I have a few basic questions about memory accesses, given the following situation:
Suppose I start on the host with a struct, that according to sizeof(), is 600 bytes big. I cudaMemcpy() it to the device, and want all threads to run an algorithm while treating the struct as a data source (now in shared memory). Basic math tells me that I can have 27 copies of the struct per block, since there’s 16384 bytes of shared memory per block.
Is my analysis correct? If so, is it possible to prevent threads in a block from fighting over access to the single struct? How can I correctly make copies of it, so the threads have alternate structs to efficiently read from?
The thing about shared memory is, that it is shared. So you shouldn’t need more than one copy of your struct in one MP.
If you can make sure, that all threads will be reading the same data at the same cycle, you can use the broadcasting mechanism of the shared memory so all the threads will get their data simultaneously.
Other option is to find an appropriate access pattern to hte shared memory to avoid bank conflicts. Lots of examples to that topic are discussed in the programming guide or more explanative here in the forum.
If you do however have some kind of “random” access pattern, even copying the struct won’t avoid bank conflicts. One nasty option would be to rearrange 16 copies of your struct so that every bank holds one full copy. Now you only have to calculate addresses so that every thread in a half warp accesses the same bank every data fetch. But this only works with 32-bit data types and is therefore not really recommended.
Bank conflicts should be one of the last things you optimize for, if you ever optimize for them at all. You should be much more concerned about carefully loading that struct into shared memory with coalesced reads and making sure that whatever output you write is also coalesced.
Right. You stop threads from “fighting over access” by keeping mind of bank conflicts. The banks aren’t layed out that bank1 is 0-127 bytes, bank 2 is 128-255. Instead, banks are layed out so bank 1 is bytes 0, 16, 32, 48, etc, and bank 2 is 1, 17, 33, 49.
VrahoK’s suggestion is really interesting. If you access the blocks randomly and the threads really do interfere with each other (make sure this is the case), arranging 16 copies of your structure, each in its own bank, would be a great solution. To simplify doing the interlacing, use the offsetof() macro. Then you can set up another macro and automate the whole process. Something like:
Thanks for the replies guys… these are great ideas. Sorry I haven’t been able to see this until now; I was out of town on business.
True, I may be getting a bit ahead of myself by worrying about banks. I’ve read through the manual and am trying to understand how coalescing works. This is a stripped down version of the code:
typedef struct {
// .... filled with stuff that makes it 600 bytes big
} World;
__global__ void myKernel( World * inWorld , float3 * result ) {
__shared__ World myWorld = *inWorld;
// run algorithm by reading "myWorld", and store results in "result"
}
Am I putting the struct into shared memory correctly?

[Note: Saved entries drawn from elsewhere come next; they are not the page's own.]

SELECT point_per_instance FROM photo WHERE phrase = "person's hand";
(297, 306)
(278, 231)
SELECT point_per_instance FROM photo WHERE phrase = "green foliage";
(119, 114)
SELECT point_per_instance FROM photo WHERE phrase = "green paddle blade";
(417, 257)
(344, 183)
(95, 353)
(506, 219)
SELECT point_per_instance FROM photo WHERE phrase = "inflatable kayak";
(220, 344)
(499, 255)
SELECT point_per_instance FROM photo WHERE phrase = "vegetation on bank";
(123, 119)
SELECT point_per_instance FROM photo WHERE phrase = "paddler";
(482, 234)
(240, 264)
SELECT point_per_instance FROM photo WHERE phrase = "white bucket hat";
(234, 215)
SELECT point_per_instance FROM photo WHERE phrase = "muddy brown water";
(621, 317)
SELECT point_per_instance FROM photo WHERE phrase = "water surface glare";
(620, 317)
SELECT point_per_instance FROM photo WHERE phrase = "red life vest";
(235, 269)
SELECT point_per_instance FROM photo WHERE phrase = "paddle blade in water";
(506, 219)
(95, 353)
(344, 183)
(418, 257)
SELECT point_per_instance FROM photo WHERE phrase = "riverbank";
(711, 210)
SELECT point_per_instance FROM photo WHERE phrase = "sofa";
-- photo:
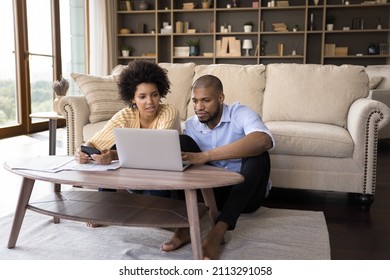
(325, 127)
(379, 76)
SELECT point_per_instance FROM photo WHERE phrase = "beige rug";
(268, 234)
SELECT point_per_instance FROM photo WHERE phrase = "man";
(232, 137)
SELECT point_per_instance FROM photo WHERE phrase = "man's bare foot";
(180, 238)
(213, 240)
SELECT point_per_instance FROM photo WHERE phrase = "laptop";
(157, 149)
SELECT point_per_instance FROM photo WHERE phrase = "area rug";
(268, 234)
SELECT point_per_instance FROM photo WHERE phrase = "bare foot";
(180, 238)
(93, 225)
(213, 240)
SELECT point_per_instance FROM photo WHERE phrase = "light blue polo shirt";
(236, 121)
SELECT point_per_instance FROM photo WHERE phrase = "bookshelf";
(298, 29)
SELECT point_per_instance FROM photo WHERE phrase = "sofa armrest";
(382, 95)
(365, 118)
(76, 112)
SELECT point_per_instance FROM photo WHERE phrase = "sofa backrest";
(243, 83)
(379, 76)
(312, 93)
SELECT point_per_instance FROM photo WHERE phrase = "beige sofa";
(379, 76)
(325, 128)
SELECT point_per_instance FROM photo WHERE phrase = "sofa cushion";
(101, 94)
(375, 81)
(312, 93)
(311, 139)
(243, 83)
(180, 75)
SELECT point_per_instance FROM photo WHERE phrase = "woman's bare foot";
(213, 240)
(93, 225)
(180, 238)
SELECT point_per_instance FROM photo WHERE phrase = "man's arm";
(252, 144)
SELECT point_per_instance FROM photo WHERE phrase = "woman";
(141, 85)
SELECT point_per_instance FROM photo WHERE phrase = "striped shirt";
(167, 118)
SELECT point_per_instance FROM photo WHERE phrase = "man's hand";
(196, 158)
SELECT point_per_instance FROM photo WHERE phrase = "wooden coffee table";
(122, 208)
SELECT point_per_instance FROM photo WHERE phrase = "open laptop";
(149, 149)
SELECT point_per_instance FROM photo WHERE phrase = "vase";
(142, 5)
(194, 50)
(247, 28)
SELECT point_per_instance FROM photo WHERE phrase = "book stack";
(330, 49)
(279, 27)
(182, 27)
(188, 6)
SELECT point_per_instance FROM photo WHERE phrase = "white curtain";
(101, 27)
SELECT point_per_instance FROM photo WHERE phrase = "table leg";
(52, 136)
(57, 188)
(24, 197)
(209, 200)
(52, 151)
(193, 220)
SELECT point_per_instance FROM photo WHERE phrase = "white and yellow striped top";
(167, 118)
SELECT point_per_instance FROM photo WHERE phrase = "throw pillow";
(101, 94)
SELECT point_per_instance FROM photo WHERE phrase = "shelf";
(309, 44)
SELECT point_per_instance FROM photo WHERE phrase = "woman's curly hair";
(138, 72)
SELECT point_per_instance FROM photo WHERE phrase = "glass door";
(29, 62)
(8, 90)
(40, 55)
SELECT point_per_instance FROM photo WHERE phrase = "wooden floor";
(353, 234)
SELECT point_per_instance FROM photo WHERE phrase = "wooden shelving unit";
(305, 45)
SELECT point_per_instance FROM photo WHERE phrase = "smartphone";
(89, 150)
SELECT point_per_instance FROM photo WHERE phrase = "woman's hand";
(81, 157)
(104, 158)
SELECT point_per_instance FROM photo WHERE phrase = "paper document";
(59, 163)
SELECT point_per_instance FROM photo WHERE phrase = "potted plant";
(330, 22)
(194, 47)
(126, 51)
(248, 26)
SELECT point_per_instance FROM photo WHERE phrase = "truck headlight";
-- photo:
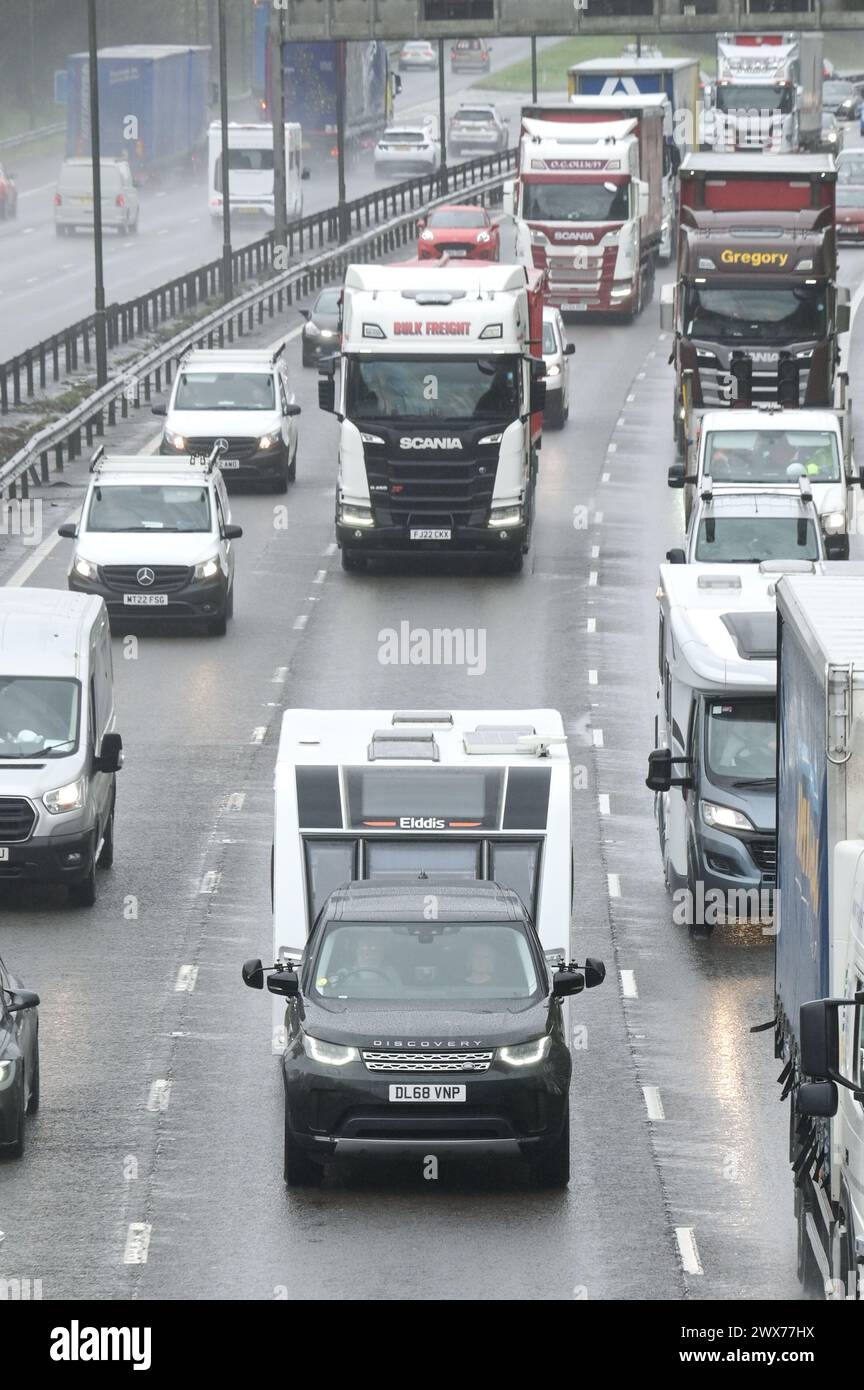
(725, 818)
(86, 569)
(350, 514)
(506, 516)
(65, 798)
(525, 1054)
(207, 569)
(332, 1054)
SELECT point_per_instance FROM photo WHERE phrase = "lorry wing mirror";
(567, 982)
(110, 754)
(327, 392)
(284, 982)
(253, 975)
(595, 972)
(667, 309)
(817, 1098)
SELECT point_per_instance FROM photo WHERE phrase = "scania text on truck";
(632, 78)
(589, 188)
(711, 770)
(756, 312)
(441, 402)
(768, 93)
(820, 944)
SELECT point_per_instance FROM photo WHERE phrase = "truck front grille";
(427, 1061)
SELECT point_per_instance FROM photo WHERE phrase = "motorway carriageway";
(154, 1165)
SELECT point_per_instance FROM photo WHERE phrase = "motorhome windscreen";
(38, 716)
(756, 313)
(424, 961)
(741, 741)
(434, 388)
(566, 202)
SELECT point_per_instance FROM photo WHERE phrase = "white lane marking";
(186, 977)
(138, 1243)
(688, 1250)
(653, 1102)
(628, 984)
(160, 1096)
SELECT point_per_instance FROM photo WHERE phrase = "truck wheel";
(553, 1169)
(84, 894)
(297, 1169)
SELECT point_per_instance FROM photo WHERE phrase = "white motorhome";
(714, 754)
(250, 168)
(59, 747)
(400, 794)
(441, 401)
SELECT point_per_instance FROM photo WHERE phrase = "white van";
(59, 748)
(74, 196)
(250, 168)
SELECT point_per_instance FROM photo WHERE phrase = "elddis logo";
(756, 259)
(420, 442)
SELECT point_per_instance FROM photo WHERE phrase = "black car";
(424, 1019)
(842, 99)
(321, 332)
(18, 1061)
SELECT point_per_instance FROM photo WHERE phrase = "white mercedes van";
(59, 748)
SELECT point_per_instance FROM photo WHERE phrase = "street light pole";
(100, 324)
(227, 264)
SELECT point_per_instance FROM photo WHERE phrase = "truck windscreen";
(434, 388)
(575, 202)
(741, 741)
(756, 313)
(739, 99)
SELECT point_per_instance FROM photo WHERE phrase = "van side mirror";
(253, 975)
(327, 392)
(284, 982)
(110, 755)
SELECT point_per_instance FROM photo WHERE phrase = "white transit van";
(59, 748)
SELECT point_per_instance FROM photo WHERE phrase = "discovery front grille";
(427, 1061)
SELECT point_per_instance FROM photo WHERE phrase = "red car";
(850, 213)
(460, 230)
(9, 195)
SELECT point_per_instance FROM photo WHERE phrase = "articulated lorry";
(152, 106)
(756, 312)
(768, 93)
(311, 72)
(441, 402)
(820, 938)
(589, 186)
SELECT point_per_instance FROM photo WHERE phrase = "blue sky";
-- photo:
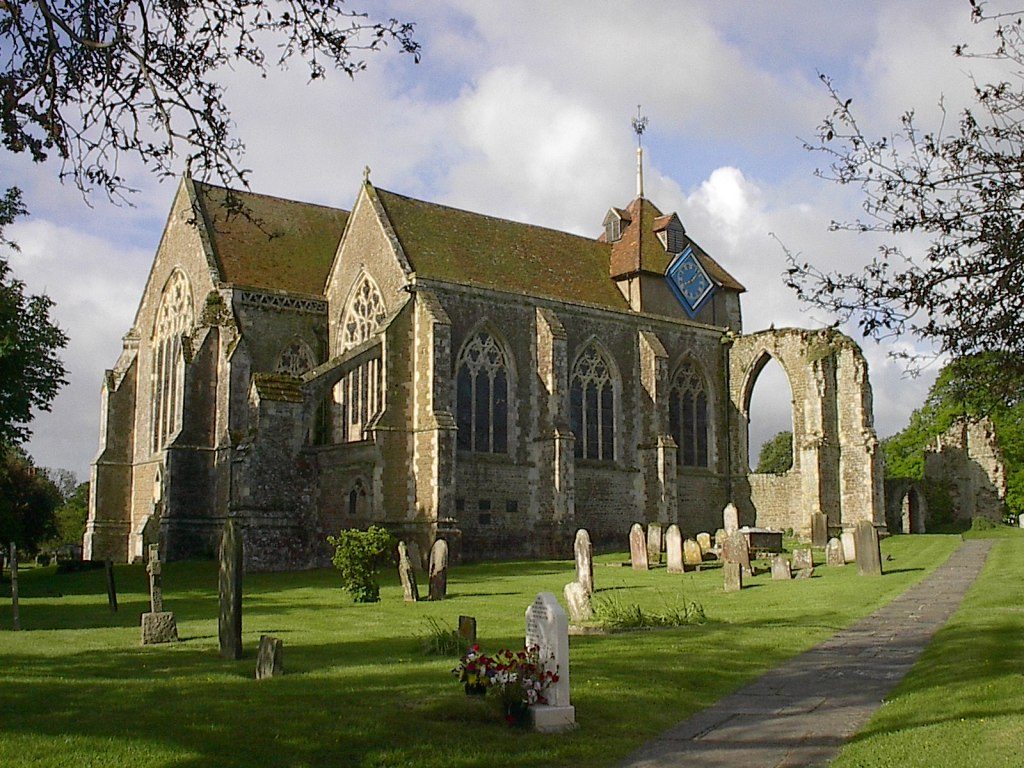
(522, 110)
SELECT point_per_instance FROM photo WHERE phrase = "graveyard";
(78, 688)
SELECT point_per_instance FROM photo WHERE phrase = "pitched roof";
(270, 243)
(470, 248)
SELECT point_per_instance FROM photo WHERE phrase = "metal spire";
(639, 126)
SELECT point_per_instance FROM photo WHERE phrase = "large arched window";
(688, 416)
(482, 395)
(174, 318)
(359, 393)
(592, 406)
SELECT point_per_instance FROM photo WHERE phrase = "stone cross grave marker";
(730, 518)
(654, 544)
(868, 554)
(674, 550)
(585, 560)
(638, 548)
(548, 631)
(438, 570)
(408, 576)
(269, 657)
(834, 553)
(229, 620)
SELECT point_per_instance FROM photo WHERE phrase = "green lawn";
(963, 704)
(76, 688)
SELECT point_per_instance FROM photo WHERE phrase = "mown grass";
(76, 688)
(963, 704)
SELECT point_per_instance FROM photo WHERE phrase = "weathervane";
(639, 126)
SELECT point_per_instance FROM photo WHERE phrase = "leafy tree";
(961, 185)
(776, 455)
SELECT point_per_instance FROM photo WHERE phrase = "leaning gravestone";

If so, how do I go about “carefully loading that struct into shared memory with coalesced reads” ?
Well, you need to follow all the normal rules that apply to coalescing: getting the correct warp base address multiples and each thread indexing 4,8, or 16 byte elements contiguously.
Here is how I load a matrix of values efficiently into shared memory in one of my kernels:
// read in the coefficients
extern __shared__ float2 s_coeffs[];
for (int cur_offset = 0; cur_offset < coeff_width*coeff_width; cur_offset += blockDim.x)
{
if (cur_offset + threadIdx.x < coeff_width*coeff_width)
s_coeffs[cur_offset + threadIdx.x] = d_coeffs[cur_offset + threadIdx.x];
}
__syncthreads();
You can load your World struct in a similar way, with some pointer casting ugliness to get each thread loading either 4,8, or 16 bytes of it at a time.
Right, you need to cast your struct as an array of ints,* and then use coalescing techniques shown in the Guide to fill that array cooperatively using all your threads.
*(Is there any chance that casting random data as floats will not work? I’m thinking that data can happen to appear as NaNs/denormals/etc and get altered during a copy. I can’t remember though if that will happen for certain.)
I would not say that you shouldn’t optimize for bank conflicts or that coalescing is undoubtedly more important. Probably it’s true that on average coalescing is more important, but it’s trivial to imagine a shared mem array/struct that gets loaded once and then reused constantly. In that case, whether that initial load is coalesced would hardly matter, but bank conflicts would. Bank conflicts can kill performance many fold, just like poor coalescing.
Another thing to consider benchmarking is using constant memory for this struct. While stored in the slow global memory, constant memory is cached on the multiprocessors and is optimized specifically for broadcasting one value to many threads. The cache means that you don’t have to do pointer tricks to load it efficiently.
Note that if you aren’t going to have every thread in the warp read the same value, then the shared memory will be better.